Many times when rape is found in court, which happens wildly infrequently, the perpetrator serves little jail time. RAINN found that out of 1,000 cases, only 4.6 rapists actually saw jail time. This is because of a slew of factors, mainly that so few get reported, and those that do, rarely lead to arrest and even fewer actually make it to court. Some may ask, “Why wouldn’t they report if there really was a problem?” The leading reason is fear of retaliation, as they know all too well that the perpetrator will likely not face actual consequences.
Now back to the idea that these mean women are just trying to ruin men’s lives. Since so few assaults get to a law enforcement body and even fewer go higher, it is very difficult for people to get real rapes through the system, imagine how difficult it would be to get a fake one through. When these people actually manage to get some result from the accusations, they will likely only lead to a bruised reputation and a slap on the wrist. If this goes any further, there are ways to fight for the damages made by the false accusations, mainly civil procedures for defamation of character and malicious prosecution.

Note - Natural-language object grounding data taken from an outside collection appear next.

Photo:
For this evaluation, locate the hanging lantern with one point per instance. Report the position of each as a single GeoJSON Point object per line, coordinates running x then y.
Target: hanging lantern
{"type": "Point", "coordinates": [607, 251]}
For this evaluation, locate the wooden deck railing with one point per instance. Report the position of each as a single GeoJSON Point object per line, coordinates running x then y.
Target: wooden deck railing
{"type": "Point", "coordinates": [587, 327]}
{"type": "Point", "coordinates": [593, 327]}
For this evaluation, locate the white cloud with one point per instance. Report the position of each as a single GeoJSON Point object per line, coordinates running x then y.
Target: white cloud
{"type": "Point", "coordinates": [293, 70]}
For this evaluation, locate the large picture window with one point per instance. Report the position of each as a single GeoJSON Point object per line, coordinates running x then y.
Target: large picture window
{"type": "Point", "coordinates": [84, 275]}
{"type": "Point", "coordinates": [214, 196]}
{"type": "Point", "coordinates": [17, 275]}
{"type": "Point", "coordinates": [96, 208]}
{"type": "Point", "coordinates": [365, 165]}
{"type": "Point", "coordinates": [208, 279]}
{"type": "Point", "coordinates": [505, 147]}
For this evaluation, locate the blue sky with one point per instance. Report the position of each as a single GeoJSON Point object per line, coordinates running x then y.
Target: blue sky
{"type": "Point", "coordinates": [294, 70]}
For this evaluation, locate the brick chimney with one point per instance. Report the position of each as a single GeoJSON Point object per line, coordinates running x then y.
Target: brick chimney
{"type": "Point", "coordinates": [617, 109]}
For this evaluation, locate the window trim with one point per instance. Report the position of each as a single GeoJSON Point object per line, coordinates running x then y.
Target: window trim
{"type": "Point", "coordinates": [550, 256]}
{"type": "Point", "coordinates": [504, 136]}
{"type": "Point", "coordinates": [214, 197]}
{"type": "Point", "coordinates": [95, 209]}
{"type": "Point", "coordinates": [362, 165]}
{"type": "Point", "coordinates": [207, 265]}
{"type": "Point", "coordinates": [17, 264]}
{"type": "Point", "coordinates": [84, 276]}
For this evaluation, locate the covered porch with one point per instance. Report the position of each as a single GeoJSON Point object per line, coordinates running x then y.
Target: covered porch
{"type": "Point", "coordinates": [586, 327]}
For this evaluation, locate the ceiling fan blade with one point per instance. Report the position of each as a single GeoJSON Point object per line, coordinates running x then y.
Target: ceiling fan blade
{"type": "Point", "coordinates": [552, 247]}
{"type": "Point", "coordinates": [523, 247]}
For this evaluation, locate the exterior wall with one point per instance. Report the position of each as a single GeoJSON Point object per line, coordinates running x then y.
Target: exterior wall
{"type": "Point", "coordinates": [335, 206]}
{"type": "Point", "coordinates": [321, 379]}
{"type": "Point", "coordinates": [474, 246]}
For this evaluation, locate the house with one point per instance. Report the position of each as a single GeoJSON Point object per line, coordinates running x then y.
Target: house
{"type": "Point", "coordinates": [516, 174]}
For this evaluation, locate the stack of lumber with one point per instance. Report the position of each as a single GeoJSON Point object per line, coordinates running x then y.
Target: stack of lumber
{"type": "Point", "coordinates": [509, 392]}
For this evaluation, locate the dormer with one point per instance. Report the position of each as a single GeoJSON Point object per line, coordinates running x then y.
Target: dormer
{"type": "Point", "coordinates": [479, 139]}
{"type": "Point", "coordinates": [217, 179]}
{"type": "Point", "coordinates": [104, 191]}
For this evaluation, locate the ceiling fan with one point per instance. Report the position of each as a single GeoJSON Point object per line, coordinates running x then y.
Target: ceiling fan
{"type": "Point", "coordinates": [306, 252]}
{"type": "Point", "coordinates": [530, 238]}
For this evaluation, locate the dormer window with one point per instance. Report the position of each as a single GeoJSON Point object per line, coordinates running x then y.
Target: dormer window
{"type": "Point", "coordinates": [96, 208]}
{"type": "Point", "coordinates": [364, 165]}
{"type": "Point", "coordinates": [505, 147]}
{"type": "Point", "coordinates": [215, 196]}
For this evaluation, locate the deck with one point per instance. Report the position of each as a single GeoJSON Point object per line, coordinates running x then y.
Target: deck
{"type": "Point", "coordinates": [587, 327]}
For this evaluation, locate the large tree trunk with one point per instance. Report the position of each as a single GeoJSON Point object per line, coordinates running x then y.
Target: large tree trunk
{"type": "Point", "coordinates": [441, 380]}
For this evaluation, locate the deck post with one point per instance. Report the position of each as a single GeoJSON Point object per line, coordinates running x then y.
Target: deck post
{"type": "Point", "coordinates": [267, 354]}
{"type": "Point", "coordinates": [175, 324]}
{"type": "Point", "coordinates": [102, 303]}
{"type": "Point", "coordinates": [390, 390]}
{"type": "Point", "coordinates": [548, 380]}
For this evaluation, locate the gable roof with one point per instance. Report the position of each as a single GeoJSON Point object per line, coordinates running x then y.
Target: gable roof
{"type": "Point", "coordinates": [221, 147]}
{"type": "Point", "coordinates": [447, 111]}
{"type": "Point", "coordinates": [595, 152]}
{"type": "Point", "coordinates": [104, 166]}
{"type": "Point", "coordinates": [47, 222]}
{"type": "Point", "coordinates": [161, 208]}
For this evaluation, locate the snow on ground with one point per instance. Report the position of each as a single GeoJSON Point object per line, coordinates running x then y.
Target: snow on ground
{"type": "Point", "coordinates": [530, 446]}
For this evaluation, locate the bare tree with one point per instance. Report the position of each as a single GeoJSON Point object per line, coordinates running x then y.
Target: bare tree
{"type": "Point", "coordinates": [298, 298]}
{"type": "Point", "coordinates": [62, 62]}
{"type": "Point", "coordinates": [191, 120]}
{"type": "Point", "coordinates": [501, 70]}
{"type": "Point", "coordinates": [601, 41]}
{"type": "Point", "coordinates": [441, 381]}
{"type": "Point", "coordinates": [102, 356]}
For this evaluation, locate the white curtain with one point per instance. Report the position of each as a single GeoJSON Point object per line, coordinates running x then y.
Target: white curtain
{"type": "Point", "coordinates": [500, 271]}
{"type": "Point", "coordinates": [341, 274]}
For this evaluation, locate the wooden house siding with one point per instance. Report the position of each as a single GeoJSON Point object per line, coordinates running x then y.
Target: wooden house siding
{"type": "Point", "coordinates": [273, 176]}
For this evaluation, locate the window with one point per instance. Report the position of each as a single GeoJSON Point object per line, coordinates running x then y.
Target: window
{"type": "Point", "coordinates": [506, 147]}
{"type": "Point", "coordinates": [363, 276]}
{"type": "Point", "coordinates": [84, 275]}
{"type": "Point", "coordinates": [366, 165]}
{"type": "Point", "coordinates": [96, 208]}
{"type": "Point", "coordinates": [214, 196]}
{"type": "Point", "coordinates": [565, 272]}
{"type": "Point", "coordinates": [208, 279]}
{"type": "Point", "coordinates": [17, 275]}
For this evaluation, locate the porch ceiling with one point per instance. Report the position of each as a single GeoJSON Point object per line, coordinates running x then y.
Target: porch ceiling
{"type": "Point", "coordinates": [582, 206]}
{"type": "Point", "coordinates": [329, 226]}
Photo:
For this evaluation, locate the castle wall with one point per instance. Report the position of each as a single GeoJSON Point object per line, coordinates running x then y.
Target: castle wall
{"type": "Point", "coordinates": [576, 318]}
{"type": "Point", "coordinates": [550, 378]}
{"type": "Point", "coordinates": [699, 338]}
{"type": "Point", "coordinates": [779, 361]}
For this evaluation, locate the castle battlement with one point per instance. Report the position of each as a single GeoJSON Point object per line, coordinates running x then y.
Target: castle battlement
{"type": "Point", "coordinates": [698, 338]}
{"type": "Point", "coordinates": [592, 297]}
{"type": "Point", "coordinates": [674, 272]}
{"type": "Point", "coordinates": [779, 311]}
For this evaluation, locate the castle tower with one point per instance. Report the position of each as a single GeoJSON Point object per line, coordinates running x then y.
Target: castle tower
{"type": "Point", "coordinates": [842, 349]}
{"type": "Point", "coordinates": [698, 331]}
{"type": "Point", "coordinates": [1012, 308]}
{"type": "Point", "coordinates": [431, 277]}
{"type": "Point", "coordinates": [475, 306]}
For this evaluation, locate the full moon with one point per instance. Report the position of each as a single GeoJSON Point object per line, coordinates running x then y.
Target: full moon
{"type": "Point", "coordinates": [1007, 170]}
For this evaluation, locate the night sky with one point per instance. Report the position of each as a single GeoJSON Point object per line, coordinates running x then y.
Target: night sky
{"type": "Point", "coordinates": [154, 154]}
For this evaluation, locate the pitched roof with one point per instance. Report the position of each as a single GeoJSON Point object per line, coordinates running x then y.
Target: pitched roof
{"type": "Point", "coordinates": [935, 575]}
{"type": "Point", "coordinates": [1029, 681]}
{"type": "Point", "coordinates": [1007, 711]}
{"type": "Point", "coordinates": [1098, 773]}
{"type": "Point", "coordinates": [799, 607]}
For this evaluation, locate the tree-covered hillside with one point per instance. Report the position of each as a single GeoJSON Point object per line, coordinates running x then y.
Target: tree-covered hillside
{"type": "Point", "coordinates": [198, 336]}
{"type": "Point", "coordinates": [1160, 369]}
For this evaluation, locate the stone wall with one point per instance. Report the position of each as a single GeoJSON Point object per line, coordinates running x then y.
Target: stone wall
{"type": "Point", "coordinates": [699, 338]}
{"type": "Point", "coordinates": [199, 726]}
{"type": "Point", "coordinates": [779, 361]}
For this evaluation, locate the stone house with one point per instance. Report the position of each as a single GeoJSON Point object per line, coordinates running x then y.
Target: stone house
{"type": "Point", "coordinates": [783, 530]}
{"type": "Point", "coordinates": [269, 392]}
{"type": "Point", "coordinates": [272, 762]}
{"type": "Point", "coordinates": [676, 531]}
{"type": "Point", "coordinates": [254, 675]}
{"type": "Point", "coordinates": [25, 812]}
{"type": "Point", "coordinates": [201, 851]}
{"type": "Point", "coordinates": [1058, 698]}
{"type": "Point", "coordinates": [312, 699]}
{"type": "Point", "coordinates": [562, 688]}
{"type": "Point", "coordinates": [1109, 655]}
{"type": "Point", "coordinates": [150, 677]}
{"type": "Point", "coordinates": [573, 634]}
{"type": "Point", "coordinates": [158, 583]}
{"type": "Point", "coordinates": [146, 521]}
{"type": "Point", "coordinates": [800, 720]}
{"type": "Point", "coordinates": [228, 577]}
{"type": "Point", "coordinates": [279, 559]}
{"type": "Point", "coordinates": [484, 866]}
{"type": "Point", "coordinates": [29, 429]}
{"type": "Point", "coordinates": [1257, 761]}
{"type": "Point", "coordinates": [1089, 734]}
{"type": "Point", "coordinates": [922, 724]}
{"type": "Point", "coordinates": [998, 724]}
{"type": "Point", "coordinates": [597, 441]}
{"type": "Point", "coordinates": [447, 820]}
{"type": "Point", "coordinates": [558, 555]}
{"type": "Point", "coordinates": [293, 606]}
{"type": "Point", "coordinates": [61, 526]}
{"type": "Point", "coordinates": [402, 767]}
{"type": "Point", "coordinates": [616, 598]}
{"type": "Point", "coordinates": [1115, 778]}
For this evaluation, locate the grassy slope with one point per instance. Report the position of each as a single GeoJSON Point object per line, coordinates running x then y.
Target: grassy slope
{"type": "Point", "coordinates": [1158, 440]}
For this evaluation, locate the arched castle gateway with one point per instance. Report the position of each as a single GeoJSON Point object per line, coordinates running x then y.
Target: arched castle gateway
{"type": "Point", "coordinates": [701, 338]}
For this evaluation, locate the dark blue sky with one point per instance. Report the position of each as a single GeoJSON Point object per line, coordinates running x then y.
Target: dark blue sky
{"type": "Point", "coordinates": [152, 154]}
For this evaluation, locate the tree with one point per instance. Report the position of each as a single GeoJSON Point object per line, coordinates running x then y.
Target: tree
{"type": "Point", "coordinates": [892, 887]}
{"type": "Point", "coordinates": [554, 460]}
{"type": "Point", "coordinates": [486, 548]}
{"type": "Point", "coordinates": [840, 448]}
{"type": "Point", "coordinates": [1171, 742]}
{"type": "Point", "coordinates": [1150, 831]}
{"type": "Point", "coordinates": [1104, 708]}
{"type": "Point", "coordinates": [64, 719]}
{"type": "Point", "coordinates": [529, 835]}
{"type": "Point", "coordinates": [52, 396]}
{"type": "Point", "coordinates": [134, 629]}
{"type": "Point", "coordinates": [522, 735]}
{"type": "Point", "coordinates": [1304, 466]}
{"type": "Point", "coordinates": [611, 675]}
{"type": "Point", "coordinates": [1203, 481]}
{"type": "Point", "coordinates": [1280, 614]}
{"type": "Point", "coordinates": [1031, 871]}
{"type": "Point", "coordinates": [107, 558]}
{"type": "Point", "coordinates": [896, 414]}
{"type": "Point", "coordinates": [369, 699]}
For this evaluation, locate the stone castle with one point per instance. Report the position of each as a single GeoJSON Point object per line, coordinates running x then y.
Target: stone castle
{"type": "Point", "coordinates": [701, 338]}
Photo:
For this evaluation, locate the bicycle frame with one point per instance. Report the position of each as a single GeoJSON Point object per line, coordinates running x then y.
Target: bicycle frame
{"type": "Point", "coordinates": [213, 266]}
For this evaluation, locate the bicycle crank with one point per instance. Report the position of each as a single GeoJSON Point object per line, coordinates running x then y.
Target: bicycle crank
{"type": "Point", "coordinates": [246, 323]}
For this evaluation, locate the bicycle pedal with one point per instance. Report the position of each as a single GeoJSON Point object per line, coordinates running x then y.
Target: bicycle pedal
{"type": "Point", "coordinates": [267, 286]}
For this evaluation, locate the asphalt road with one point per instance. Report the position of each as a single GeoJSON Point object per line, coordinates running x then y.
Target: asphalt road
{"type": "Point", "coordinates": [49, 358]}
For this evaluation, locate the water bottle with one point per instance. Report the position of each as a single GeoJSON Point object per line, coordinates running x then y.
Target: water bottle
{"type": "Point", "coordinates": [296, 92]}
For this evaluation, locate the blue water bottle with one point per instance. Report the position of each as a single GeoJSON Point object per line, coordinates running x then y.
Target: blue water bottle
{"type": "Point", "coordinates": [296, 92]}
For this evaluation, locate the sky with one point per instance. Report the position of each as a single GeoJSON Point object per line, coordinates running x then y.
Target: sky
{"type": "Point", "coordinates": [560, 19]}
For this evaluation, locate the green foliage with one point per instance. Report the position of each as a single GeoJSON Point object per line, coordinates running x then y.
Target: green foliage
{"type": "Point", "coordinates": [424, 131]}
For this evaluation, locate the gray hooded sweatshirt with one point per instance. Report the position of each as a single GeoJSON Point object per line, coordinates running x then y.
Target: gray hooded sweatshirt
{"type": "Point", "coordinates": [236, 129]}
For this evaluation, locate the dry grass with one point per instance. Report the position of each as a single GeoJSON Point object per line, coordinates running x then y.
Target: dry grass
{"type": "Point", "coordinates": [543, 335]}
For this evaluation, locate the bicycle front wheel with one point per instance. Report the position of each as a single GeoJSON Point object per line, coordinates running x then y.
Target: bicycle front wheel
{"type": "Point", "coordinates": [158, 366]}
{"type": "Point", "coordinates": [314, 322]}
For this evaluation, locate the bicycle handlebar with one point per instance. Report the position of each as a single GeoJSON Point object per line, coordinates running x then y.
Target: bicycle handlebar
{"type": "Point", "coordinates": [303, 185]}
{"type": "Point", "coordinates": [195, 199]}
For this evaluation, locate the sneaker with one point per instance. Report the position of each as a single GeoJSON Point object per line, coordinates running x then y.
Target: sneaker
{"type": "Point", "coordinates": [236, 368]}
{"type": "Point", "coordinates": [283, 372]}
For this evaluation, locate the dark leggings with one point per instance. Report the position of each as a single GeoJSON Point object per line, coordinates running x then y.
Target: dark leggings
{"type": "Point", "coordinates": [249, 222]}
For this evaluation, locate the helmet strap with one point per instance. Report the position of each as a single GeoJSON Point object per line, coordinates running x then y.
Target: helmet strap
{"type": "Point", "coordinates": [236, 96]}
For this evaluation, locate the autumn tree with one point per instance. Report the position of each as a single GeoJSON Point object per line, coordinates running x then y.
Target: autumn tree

Many would point to the #MeToo movement as making it so women are believed no matter the situation. While there has been an increase in people coming out about their sexual assault, this is because they have lived in shame for years because they did not think anyone would believe them. When people would come out before, they would face intense backlash, being told that they were ruining these people’s lives for no reason and they were just overreacting or even “asking for it.” While I could write a whole piece on that alone, what is important in this discussion is that now these survivors have a voice to tell others what happened to them and hope that this does not happen to other people. False accusations make a great headline but, in reality, they rarely happen. The idea that the accuser has to be dragged through the mud just to be believed not only hurts women but also the men who have even lower rates of reporting. While we should not believe anything we hear without proof, it is important to understand how difficult rape and sexual assault are to prove and understand that those who come forward with real experiences are doing so with more courage and strength than most of us could even hope to have.